Buffalo's debt collectors accused of bullying
APNews
Jan 05, 2010
When Tobias "Bags of Money" Boyland went looking for a new career after serving 13 years in prison for armed robbery and drug dealing, he quickly found something that suited his sensibilities: He opened a collection agency.
It was, in some ways, a natural move for a young man in Buffalo. Desperate for jobs, this chronically depressed Rust Belt city has become home to one of the biggest concentrations of debt collection businesses in the U.S.
"Collections is the Bethlehem Steel of Buffalo," said Boyland, 44, recalling the industrial giant that once employed 20,000 people in the region. "You can make a decent living in a town where there isn't a lot of opportunity."
Between 5,000 and 6,000 people earning $30,000 to $40,000 a year now work at roughly 110 collection agencies in and around Buffalo, an industry created with the help of seed money from the state of New York.
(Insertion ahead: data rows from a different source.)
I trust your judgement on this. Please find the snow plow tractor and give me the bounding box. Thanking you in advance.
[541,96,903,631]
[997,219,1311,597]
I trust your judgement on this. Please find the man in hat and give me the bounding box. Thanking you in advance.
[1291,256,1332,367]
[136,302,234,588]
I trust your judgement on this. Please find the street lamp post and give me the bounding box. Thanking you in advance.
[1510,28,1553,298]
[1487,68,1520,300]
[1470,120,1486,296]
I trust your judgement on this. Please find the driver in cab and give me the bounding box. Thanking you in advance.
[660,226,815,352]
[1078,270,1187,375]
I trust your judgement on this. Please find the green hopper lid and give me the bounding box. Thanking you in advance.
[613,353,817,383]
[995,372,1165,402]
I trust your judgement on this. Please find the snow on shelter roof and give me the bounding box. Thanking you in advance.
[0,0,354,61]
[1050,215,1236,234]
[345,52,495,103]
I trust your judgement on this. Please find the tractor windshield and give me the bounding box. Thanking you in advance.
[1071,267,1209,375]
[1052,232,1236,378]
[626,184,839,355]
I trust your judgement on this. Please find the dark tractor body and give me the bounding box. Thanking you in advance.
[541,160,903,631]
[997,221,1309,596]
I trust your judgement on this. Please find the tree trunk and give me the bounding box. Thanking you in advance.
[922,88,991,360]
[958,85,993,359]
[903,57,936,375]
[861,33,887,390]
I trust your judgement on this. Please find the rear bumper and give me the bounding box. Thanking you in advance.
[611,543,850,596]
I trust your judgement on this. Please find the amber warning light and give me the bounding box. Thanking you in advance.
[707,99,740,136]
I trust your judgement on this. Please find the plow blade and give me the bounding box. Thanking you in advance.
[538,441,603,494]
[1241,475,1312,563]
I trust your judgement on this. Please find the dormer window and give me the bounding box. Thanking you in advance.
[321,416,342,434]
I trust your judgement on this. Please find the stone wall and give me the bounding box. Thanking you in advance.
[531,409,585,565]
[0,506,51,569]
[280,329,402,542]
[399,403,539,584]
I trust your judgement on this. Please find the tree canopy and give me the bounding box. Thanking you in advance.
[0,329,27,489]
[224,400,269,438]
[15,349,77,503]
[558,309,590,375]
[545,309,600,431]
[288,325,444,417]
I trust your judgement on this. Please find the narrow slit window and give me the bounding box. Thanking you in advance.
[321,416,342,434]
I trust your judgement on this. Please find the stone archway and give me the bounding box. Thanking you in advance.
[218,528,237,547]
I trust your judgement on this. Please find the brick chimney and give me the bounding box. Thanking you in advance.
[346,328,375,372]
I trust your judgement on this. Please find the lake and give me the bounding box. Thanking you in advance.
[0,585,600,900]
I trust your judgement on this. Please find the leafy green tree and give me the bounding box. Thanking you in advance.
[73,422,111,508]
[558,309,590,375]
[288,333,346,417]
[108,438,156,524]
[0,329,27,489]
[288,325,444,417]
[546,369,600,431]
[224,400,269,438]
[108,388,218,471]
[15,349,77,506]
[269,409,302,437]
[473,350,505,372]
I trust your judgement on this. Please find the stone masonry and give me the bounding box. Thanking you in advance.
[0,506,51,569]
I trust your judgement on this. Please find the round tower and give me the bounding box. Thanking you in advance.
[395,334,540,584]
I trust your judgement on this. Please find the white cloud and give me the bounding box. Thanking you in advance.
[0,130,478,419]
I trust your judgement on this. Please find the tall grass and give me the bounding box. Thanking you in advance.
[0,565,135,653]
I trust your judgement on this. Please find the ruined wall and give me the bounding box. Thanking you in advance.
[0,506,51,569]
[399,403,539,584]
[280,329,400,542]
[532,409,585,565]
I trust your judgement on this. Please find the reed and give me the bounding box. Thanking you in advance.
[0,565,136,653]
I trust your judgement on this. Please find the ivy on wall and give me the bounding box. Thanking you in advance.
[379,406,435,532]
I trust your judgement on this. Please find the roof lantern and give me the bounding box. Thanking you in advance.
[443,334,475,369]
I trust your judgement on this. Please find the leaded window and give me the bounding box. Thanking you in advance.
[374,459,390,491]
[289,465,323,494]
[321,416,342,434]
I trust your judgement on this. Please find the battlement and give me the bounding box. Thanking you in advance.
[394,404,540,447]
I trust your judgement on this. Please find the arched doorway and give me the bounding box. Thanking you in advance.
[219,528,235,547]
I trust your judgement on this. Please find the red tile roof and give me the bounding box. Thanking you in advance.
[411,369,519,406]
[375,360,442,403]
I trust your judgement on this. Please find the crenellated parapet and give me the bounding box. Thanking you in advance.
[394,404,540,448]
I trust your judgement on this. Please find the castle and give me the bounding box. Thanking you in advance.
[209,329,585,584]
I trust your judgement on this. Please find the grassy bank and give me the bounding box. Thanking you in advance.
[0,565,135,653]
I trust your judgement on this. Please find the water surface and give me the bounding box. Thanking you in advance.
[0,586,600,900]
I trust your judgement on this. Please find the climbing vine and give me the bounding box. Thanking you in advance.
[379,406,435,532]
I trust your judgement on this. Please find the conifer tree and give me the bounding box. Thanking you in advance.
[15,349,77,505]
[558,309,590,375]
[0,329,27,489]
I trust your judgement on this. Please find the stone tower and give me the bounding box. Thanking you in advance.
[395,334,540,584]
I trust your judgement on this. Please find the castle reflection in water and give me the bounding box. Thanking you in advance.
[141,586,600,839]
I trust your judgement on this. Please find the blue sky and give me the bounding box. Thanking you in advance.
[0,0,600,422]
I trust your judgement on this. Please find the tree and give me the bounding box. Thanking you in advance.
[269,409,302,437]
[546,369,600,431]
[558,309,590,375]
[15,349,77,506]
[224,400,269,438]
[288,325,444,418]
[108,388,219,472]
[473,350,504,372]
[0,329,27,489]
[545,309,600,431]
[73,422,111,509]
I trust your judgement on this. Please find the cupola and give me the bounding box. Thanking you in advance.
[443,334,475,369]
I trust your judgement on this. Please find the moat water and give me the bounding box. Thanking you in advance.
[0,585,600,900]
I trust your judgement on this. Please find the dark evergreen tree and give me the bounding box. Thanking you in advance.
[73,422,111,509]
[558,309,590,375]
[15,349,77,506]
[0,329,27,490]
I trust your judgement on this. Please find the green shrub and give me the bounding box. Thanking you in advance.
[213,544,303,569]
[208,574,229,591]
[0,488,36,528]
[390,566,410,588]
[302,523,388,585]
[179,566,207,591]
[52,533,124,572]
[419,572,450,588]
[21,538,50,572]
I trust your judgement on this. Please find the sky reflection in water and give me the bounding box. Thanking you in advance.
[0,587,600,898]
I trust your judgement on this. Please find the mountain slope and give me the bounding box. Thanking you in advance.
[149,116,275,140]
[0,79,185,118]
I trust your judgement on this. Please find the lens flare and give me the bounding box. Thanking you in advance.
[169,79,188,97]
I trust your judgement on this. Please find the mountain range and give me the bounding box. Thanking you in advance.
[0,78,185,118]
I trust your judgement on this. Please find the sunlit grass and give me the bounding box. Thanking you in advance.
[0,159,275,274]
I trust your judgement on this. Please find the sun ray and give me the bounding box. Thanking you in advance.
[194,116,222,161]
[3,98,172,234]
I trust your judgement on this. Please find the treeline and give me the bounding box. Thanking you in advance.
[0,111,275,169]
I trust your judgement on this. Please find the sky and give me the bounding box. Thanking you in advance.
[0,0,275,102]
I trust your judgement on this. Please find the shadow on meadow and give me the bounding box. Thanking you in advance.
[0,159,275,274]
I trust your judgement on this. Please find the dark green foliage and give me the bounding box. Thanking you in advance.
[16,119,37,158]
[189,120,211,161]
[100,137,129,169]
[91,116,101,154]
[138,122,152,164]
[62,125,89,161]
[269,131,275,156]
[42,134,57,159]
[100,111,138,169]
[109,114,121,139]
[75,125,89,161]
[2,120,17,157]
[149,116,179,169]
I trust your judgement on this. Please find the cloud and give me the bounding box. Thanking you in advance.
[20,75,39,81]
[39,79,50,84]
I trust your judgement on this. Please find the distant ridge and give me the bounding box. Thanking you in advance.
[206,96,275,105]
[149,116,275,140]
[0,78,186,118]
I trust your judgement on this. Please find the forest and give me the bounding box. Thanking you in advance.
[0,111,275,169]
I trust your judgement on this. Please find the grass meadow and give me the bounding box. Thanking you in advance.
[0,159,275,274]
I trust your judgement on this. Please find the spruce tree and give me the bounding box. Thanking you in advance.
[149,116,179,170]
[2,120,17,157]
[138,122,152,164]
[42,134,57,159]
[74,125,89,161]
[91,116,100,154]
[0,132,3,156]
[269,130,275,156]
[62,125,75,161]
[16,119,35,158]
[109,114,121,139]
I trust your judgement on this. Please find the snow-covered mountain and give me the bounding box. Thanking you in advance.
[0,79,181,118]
The industry has been a rare economic bright spot in Buffalo, the nation's third-poorest city of its size, a place where 30 percent of the people live in poverty.
Yet, law enforcement and consumer groups point to a dark side: Buffalo, they say, has also become a center for some of the worst elements in the business. Debt collectors, some of them convicted felons, have illegally posed as lawyers or unlawfully browbeat people _ threatening to have them arrested or stripped of custody of their children _ to scare them into making payments.
"Get some clean clothes because you're not coming home any time soon," one debtor was told.
As the sour economy leaves people less and less able to pay their debts, the collection abuses have become so flagrant and numerous that state and federal authorities have moved to shut down several Buffalo-area agencies where the most heartless and bullying telephone calls originated. At least 20 people have been sued or arrested on criminal charges.
Boyland himself was forced out of business and jailed in June after authorities said they caught him carrying a loaded, unlicensed pistol as they investigated more than 1,000 complaints about abusive tactics at his collection business.
The regional Better Business Bureau said that in the past three years, it has gotten 4,562 complaints about debt collection agencies in western New York. Of 213 agencies it has graded in the region, 104 were given an "F." And of all the complaints about debt collection received by the Better Business Bureau nationwide last year, about 1 in 10 involved a company in western New York.